Won’t low-yield weapons lower the threshold for nuclear war? Only if the U.S. intends to go to war, which it insists it does not. The Pentagon says the idea is not to lower the U.S. threshold for using nuclear weapons but rather to raise the Russian threshold by preventing Putin from making the mistake of thinking the U.S. has no good options if he were to use or threaten to use mini-nukes to intimidate NATO. “In no way does this approach lower the nuclear threshold,” writes Defense Secretary Jim Mattis in a preface to the NPR. “Rather by convincing adversaries that even a limited use of nuclear weapons will be more costly than they can tolerate, it in fact raises that threshold.”

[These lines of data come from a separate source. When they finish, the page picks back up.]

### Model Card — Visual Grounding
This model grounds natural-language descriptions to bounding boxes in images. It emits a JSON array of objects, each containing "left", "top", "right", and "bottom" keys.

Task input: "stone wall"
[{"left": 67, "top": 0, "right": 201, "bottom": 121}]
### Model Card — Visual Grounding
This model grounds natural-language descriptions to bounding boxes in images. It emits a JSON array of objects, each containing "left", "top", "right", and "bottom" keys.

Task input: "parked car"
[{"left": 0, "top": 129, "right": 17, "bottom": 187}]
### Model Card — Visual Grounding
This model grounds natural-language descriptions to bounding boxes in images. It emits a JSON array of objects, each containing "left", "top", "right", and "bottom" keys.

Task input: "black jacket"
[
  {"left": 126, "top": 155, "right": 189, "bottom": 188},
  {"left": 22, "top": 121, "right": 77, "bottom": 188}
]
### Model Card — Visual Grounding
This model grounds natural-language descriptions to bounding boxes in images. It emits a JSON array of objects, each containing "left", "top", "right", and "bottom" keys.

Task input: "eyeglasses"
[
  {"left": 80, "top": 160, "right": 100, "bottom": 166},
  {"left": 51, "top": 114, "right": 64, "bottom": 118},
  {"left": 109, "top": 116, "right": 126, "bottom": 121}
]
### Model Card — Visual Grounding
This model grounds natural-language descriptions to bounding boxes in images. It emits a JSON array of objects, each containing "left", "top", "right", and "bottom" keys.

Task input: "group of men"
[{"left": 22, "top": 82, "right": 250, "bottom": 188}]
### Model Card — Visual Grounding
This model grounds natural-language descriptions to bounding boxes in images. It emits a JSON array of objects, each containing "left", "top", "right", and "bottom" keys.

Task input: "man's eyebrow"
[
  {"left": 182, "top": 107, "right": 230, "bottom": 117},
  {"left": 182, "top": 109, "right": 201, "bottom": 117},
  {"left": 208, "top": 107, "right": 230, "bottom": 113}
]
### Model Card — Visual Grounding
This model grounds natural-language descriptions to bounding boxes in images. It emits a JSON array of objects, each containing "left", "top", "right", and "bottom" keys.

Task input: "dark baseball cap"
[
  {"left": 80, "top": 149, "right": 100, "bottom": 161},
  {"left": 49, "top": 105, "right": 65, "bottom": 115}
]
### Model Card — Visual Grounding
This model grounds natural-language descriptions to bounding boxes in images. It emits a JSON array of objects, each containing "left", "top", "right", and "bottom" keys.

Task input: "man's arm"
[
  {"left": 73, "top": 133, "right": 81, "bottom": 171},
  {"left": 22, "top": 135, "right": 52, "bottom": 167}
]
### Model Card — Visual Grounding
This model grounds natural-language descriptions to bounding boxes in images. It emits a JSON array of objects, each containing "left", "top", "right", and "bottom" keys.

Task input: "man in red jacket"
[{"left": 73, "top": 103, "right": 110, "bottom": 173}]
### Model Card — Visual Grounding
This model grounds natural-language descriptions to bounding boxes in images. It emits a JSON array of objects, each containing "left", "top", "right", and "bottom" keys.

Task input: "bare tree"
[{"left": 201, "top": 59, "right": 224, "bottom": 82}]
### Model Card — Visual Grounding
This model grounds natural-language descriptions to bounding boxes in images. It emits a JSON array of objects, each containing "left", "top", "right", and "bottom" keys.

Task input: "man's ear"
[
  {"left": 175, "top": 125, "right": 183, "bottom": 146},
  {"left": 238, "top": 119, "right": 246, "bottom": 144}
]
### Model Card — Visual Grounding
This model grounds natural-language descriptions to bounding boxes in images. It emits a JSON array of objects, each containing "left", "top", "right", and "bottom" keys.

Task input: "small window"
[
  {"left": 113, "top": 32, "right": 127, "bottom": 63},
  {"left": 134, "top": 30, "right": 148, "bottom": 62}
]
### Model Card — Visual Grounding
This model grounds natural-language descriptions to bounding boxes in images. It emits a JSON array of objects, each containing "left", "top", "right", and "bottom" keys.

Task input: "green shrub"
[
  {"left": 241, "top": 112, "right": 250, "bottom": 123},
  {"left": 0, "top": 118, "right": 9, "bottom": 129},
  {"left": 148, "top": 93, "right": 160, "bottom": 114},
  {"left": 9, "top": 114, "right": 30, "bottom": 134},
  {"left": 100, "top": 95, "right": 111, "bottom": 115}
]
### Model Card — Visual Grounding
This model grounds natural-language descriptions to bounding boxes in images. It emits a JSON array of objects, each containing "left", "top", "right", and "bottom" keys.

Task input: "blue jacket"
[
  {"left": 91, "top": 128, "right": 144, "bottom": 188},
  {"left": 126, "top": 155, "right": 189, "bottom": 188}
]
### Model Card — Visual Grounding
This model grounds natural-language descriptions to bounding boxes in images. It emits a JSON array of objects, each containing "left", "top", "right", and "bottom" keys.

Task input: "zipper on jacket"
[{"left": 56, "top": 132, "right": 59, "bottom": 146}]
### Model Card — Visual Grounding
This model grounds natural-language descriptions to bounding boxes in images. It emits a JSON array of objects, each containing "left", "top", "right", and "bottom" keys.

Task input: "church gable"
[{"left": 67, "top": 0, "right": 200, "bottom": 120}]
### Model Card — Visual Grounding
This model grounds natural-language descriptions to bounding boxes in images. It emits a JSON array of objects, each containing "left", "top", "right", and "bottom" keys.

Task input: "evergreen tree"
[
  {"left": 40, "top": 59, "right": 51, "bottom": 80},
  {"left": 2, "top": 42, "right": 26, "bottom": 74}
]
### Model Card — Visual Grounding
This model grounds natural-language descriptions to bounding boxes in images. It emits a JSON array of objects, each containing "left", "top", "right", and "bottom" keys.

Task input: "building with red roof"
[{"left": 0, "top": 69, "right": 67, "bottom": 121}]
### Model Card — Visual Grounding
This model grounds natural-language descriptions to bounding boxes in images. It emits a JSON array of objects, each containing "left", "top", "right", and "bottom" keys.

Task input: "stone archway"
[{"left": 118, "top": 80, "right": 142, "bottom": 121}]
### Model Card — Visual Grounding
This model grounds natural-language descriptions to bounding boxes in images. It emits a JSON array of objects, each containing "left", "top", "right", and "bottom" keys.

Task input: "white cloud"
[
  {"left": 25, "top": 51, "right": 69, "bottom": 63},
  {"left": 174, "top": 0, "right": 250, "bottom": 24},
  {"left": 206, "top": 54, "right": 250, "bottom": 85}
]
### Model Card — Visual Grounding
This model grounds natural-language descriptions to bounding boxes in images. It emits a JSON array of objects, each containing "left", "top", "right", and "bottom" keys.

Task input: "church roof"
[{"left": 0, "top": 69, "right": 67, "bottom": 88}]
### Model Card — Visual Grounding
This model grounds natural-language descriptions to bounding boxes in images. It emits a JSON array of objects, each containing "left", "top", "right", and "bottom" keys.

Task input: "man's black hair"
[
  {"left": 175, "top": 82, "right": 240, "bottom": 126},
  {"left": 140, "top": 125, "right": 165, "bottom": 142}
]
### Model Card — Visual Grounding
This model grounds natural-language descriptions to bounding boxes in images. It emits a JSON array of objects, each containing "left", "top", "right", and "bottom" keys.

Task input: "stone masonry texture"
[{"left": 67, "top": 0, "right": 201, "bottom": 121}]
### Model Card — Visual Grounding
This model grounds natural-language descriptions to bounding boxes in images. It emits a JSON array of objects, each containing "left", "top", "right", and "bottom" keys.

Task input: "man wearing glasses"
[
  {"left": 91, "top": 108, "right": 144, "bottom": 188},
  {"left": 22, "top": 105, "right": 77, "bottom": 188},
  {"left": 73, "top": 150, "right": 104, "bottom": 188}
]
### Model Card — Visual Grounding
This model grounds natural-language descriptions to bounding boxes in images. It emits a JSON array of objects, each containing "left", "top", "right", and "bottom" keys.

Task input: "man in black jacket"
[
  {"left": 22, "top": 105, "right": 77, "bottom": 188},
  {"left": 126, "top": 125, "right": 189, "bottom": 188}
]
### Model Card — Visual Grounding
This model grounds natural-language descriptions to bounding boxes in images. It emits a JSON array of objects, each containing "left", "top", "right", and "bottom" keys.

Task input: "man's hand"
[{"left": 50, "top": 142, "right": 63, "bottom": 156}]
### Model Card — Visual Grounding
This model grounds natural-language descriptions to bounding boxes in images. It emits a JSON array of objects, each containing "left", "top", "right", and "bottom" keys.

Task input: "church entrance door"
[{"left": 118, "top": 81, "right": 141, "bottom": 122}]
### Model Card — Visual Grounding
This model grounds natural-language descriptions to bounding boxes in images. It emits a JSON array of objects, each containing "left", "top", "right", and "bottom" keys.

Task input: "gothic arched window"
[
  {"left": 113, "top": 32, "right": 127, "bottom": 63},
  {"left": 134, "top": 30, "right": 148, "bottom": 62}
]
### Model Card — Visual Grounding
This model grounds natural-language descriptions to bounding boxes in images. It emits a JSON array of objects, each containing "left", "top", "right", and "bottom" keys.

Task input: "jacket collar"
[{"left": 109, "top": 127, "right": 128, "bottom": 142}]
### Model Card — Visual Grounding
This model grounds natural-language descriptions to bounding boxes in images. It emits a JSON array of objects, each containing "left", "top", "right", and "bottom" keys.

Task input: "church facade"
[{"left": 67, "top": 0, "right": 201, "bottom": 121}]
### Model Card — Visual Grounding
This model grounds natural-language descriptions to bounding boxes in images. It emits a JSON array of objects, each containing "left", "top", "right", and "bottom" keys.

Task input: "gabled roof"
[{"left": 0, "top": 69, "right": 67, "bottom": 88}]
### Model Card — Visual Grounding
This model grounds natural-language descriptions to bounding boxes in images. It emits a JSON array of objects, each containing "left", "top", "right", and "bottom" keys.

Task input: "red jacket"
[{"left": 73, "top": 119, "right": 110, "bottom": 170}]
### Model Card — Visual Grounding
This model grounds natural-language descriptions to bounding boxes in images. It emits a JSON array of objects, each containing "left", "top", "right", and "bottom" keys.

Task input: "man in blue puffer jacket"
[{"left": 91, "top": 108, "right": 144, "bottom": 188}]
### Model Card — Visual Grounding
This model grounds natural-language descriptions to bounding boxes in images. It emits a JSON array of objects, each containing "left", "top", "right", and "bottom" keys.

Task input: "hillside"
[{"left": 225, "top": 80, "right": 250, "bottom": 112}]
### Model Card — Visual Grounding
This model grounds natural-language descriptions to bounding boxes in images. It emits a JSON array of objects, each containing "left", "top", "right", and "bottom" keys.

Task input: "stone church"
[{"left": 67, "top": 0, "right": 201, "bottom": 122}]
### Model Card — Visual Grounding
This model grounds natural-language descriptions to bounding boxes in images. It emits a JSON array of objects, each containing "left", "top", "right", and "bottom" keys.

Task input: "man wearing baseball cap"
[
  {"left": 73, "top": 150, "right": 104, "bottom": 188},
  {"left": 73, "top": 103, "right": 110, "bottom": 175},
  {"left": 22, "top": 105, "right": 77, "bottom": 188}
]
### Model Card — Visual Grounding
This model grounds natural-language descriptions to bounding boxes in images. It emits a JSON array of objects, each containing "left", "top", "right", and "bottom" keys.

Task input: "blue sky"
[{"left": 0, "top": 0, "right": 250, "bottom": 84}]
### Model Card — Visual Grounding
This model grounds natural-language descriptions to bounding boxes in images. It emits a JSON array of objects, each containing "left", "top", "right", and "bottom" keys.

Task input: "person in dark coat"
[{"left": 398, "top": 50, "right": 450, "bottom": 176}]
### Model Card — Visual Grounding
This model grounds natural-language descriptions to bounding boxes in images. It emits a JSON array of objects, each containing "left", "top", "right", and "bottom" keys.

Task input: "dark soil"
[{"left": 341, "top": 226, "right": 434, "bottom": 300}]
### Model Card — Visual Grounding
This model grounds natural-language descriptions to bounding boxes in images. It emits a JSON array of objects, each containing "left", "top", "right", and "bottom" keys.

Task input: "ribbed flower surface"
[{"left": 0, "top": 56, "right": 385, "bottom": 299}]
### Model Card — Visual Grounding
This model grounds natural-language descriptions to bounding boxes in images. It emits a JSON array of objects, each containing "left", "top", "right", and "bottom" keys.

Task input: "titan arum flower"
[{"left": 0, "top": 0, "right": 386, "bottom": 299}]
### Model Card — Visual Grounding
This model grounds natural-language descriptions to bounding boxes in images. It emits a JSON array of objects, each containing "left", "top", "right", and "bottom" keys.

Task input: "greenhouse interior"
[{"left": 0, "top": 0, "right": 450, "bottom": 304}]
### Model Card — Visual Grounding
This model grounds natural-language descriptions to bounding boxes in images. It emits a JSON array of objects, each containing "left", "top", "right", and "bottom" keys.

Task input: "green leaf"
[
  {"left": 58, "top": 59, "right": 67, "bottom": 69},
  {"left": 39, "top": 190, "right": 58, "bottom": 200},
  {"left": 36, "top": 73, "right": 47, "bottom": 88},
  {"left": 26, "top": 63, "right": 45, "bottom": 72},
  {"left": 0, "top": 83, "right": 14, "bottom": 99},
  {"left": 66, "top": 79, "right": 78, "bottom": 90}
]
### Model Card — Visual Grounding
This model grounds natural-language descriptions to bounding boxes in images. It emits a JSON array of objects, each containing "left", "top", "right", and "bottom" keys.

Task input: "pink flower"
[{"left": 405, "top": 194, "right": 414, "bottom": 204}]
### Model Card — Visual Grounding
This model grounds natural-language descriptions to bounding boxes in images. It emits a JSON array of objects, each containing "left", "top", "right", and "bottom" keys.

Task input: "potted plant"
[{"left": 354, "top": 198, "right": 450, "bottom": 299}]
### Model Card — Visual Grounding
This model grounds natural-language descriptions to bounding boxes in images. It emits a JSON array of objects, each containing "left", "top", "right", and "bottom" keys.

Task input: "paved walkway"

Then, why are arms control advocates alarmed? They believe that nuclear weapons that can be used with limited effects will be more tempting to a president facing a crisis. And they think that the Trump policy expands the non-nuclear scenarios under which the U.S. might contemplate a nuclear response, such as a massive cyber attack. But the Pentagon says the language in the new NPR is identical to the 2010 Obama-era document when it comes to a U.S. nuclear response to a non-nuclear attack. “The United States would only consider the employment of nuclear weapons in extreme circumstances to defend the vital interests of the United States, its allies, and partners,” the NPR states. It further defines those “extreme circumstances” to include “significant non-nuclear strategic attacks.” For example, attacks on major civilian population centers, or a conventional strike on a nuclear command center, or an attack against early warning satellites. Asked for an example of the kind of non-nuclear attack that might provoke a U.S. nuclear response, one official said a North Korean missile, topped with deadly anthrax, and fired at an American city might do it.

Doesn’t the U.S. have more than enough nukes to deter any rational adversary? Funny thing about deterrence, it’s all in the mind of the adversary. What the U.S. thinks will deter the Russians doesn’t matter. It’s what they think. And the U.S. has collected a large body of evidence saying that the Russians think their strategy to escalate to intimidate adversaries has some prospect of working. So the strategy the U.S. uses to deter North Korea, by saying “if you attack us we will end your regime,” doesn’t really work with Russia. The message the Pentagon has for Russia is that any nuclear first use, however limited, “will fail to achieve its objectives, will fundamentally alter the nature of the conflict, and will trigger incalculable and intolerable costs for Moscow.”